One can show the above for \(N_1, N_\infty\) instead making the appropriate replacements for \(f\text{.}\)

Adding the three terms together we get

\begin{equation*} \log N_0(f(P))N_1(f(P)) N_\infty(f(P)) \end{equation*}
\begin{equation*} \lt \left(\left(1- \frac{b_f(0)}{d}\right) +\left(1- \frac{b_f(1)}{d}\right)+\left(1- \frac{b_f(\infty)}{d}\right)\right) \log H(f(P)) + O(\cdots) \end{equation*}
\begin{equation*} \log N(f(P)) \lt \frac 1d \left(\# f\inv(0)+\# f\inv(1)+\# f\inv(\infty) \right) \log H(f(P)) + O(\cdots) \end{equation*}
\begin{equation*} \lt \frac md \log H(f(P))+ O(\cdots) \end{equation*}

where

\begin{equation*} m = \#\{P \in C(\overline \QQ) : f(P) \in \{0,1,\infty\}\} \end{equation*}

exponentiating we get

\begin{equation*} N(f(P)) \lt H(f(P))^{m/d} K\text{.} \end{equation*}

Let \(C\) be a given curve of genus \(g \ge 2\) Belyi's theorem gives a function

\begin{equation*} f\colon C \to \PP^1 \end{equation*}

ramified over \(\{0,1,\infty\}\text{.}\) By Riemann-Hurwitz \(m = d + 2 - 2g\text{,}\) \(d = \deg (f)\) \(m\) as above. Thus \(m \lt d\text{,}\) thus we can pick \(0 \lt \epsilon \lt 1 - \frac md\) and so for sufficiently large \(H(f(P))\) (i.e. all but finitely many) we have a counterexample to ABC.

Remark 2.9.11. Closing remarks.

Belyi's theorem gives an algorithm for determining \(f \colon C \to \PP^1\) i.e. it is effective.

One can also show ABC implies Siegel's theorem.

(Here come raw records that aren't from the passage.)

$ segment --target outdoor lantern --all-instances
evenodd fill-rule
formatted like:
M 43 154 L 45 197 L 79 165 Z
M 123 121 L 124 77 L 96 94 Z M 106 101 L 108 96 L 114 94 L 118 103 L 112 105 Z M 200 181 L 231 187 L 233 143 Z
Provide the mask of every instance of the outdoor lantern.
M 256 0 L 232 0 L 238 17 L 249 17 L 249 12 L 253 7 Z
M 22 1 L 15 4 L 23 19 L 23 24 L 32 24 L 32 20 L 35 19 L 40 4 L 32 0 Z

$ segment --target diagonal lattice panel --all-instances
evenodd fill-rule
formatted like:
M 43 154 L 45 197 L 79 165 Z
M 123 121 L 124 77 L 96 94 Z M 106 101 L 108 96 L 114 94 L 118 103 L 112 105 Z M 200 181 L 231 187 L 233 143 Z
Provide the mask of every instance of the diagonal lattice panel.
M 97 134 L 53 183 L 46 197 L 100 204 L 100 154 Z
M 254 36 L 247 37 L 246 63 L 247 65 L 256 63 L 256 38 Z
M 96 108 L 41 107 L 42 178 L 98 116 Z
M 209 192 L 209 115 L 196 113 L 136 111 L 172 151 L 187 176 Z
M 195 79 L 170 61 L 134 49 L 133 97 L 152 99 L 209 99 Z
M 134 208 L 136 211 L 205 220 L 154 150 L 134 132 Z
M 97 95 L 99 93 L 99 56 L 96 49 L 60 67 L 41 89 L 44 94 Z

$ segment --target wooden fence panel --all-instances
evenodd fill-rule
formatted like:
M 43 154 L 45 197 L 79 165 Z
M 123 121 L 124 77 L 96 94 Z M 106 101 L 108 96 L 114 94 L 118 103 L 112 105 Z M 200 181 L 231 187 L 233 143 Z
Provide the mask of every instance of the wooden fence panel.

In fact it can be shown that a particular effective form of Mordell (applied to \(y^2 + y = x^5\)) for all number fields implies ABC. This is related to Szpiro's conjecture.

References:

  1. Elkies - ABC implies Mordell
  2. Serre - Lectures on Mordell-Weil